Imposible olvidar el dramatismo de las grandes crónicas que despachó Carlos Reymundo Roberts, en 1991, durante la Guerra del Golfo Pérsico. Era la primera vez que La Nación destinaba a unos de sus periodistas a un conflicto armado desde la muerte de Ezcurra. Roberts reportó desde Israel, país que era blanco casi a diario de los misiles Scud, con toda su secuela de destrucción y muerte, especialmente sobre Tel Aviv.
Al momento de viajar, su mujer estaba embarazada de siete meses. Calculaba una cobertura de, a lo sumo, un mes, con lo cual llegaría a tiempo para el nacimiento. Pero no todos los días un marido se va a la guerra. Mientras nuestro enviado cruzaba el océano Atlántico, el impacto de la noticia apuró los tiempos. Nació Felipe, al que su padre recién conocería a los 45 días.
Entre los corresponsales de guerra rige algo así como un código de honor no escrito: en el campo de batalla no hay rivales, todos son colegas a los que se brinda asistencia y colaboración, por más que caminemos junto a un enviado de medio competidor. Existen mil anécdotas en ese sentido. Acaso valga la pena rescatar una. Un cronista de La Nación llega a Puerto Príncipe, la capital de Haití, en 1994, para cubrir el intento de desalojo del dictador Raoul Cédras por parte de una fuerza militar multinacional, comandada por los EE. UU., de la que la Argentina formaba parte.
Con el aeropuerto cerrado, solo podía accederse a Puerto Príncipe tras un largo viaje en remise desde Santo Domingo, República Dominicana, cruzando por el destacamento El Paso, donde carteles advertían que se estaba ingresando a una tierra de malaria y otras pestes. Centenares de periodistas de todo el planeta copan los hoteles. El Hotel Montana, lo más rescatable de la capital del país más pobre del hemisferio, está copado por el gigantesco equipo de la CNN, con su niña mimada, Christiane Amanpour.

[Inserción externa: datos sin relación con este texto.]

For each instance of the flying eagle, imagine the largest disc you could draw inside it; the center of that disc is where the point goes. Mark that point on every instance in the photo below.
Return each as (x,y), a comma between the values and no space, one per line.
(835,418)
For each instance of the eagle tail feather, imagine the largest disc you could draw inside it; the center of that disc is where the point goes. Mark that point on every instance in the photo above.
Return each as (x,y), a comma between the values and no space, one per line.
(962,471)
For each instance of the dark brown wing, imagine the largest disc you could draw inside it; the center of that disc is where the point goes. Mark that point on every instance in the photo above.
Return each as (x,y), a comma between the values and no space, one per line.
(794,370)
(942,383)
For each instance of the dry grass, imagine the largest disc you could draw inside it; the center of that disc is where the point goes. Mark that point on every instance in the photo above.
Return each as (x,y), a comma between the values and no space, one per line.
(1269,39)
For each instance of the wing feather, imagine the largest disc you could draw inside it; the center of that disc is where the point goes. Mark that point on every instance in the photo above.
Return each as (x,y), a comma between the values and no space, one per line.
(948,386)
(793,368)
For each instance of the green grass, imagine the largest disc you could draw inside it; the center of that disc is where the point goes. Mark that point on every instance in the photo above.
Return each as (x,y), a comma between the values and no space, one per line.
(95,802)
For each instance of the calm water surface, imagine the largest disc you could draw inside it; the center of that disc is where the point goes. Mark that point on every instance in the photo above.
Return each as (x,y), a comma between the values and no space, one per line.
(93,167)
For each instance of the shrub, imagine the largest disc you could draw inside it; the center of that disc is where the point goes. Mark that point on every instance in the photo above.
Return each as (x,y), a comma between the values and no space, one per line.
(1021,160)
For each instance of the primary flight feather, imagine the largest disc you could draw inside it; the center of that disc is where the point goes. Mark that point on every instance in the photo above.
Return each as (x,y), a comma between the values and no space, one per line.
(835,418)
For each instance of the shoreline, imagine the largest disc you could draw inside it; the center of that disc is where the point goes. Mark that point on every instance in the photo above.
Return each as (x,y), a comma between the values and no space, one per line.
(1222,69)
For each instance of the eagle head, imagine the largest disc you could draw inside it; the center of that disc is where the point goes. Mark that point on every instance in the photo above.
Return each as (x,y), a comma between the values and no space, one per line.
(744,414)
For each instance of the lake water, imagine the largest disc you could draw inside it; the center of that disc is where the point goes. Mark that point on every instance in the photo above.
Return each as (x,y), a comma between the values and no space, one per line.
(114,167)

No hay lugar donde dormir. El cronista de La Nación pernocta dos noches en una bodega entre lagartijas e insectos. Al tercer día espía en la recepción de un hotel que en una de las habitaciones había un hombre de Clarín. Va y toca la puerta. El colega abre y en ese resquicio se advierte que en esa habitación sobra una cama. “Hace dos noches que duermo casi a la intemperie. Si me hacés lugar, te juro que no molesto ni interfiero”, le implora. No hay discusión. Se impone la camaradería. La guerra tiene estas cosas.